The project i remember the most (as in often, and vividly) was a rainy day when we had to spend all our time indoors. Mrs. Frost had us line up at the sink, and one by one we pulled a brown, folded paper towel down out of the dispenser, got it thoroughly wet, and carried it back, dripping, to our tiny desks. i remember sitting there, waiting while the rest of my classmates got their "canvases". the rain outside tumbled jaggedly down the windowpanes, and our desks dripped fat drops of water onto the green floor. the paper towel smelled like how i now believe a paper mill probably smells- all pulpy and sharp. it was hard to lay it down completely flat on the desk, resulting in air bubbles that were poked and prodded all around the room.
Finally, Mrs. Frost came smiling around the room, passing out chalk. packs of multi-colored, skinny chalkboard chalk.
And we drew.

Now, if you have never experienced this particular tactile sensation (does anybody even remember those paper towels i'm talking about? those cheap, brown, grainy ones that seemed to exact a perfect one-two-punch on your tiny hands, along with the crappy granulated soap that would fall out of the soap dispensers, refusing to suds up and tickling the hell out of your palms?), perhaps this will be hard to explain. but i'm telling you- something about the feel of the chalk running smoothly across the wet brown paper was absolutely miraculous... i'm pretty sure i could have sat there for hours, perfectly content to draw bright blue curlicues and hard green jaggedy lines and blazing yellow suns.

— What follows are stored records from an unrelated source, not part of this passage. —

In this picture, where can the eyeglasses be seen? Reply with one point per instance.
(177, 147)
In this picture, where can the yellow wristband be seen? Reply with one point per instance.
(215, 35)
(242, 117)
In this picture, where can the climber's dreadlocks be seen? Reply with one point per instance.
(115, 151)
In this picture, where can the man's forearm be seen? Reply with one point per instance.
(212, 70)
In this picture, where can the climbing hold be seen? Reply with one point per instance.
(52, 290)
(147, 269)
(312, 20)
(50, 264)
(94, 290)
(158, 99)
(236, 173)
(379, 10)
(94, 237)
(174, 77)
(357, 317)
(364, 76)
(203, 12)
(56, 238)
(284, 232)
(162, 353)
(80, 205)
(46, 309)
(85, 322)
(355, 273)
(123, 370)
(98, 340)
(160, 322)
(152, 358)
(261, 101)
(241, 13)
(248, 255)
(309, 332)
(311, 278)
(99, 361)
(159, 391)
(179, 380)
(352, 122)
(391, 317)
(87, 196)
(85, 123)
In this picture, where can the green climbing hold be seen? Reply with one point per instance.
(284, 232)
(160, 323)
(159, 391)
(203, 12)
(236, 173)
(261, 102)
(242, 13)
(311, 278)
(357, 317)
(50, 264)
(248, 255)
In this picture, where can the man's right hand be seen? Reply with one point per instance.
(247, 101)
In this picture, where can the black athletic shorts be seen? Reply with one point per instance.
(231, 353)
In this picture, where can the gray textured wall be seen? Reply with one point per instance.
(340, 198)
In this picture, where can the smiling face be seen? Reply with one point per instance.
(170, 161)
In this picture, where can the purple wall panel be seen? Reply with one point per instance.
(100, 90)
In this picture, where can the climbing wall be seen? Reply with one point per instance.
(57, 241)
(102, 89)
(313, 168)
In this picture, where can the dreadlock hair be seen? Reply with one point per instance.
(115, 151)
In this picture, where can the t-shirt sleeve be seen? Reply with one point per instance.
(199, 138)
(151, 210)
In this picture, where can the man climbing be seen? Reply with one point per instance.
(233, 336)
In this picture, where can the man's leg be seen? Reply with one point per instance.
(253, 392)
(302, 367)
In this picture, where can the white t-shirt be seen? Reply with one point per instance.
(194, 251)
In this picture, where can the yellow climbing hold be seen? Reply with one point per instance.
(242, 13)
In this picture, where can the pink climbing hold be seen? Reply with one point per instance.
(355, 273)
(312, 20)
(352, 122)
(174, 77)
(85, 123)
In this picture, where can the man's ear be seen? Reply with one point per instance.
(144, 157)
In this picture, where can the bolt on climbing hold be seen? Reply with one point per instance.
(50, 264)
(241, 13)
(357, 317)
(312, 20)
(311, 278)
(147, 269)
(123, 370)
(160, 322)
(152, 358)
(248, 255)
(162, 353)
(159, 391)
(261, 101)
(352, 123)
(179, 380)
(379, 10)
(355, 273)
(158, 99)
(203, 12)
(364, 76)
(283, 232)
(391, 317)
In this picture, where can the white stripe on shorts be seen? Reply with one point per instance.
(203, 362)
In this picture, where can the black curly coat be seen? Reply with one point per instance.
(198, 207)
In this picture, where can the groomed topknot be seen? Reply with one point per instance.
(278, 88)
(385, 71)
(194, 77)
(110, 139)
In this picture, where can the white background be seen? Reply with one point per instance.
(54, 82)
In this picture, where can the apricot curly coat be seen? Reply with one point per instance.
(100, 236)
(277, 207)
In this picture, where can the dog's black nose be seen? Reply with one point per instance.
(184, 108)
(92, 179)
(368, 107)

The funny thing was, when the paper dried, the magic was completely gone. Mrs. Frost dutifully hung up our creations with laundry pins, but when they came back to you the chalk would simply drift lazily away into dust from off of the paper, and it was sort of horrifying. But then you would remember the absolute joy of the way the chalk felt when it was disintegrating onto the paper towel with a swift stroke of your hand to create those huge, pinker-than pink flowers, and it was all okay. especially because now it was time to play House, which meant one thing and one thing only- Play Food!

I have no idea whose bright idea it was to let us children draw on wet paper towels that day, but whoever it was- thank you. and seriously, sometimes i actually want to do it these days, when i am traveling around, say, and i find myself in a certain gas-station bathroom in a small town and after i wash my hands i look above the sink, and there they are.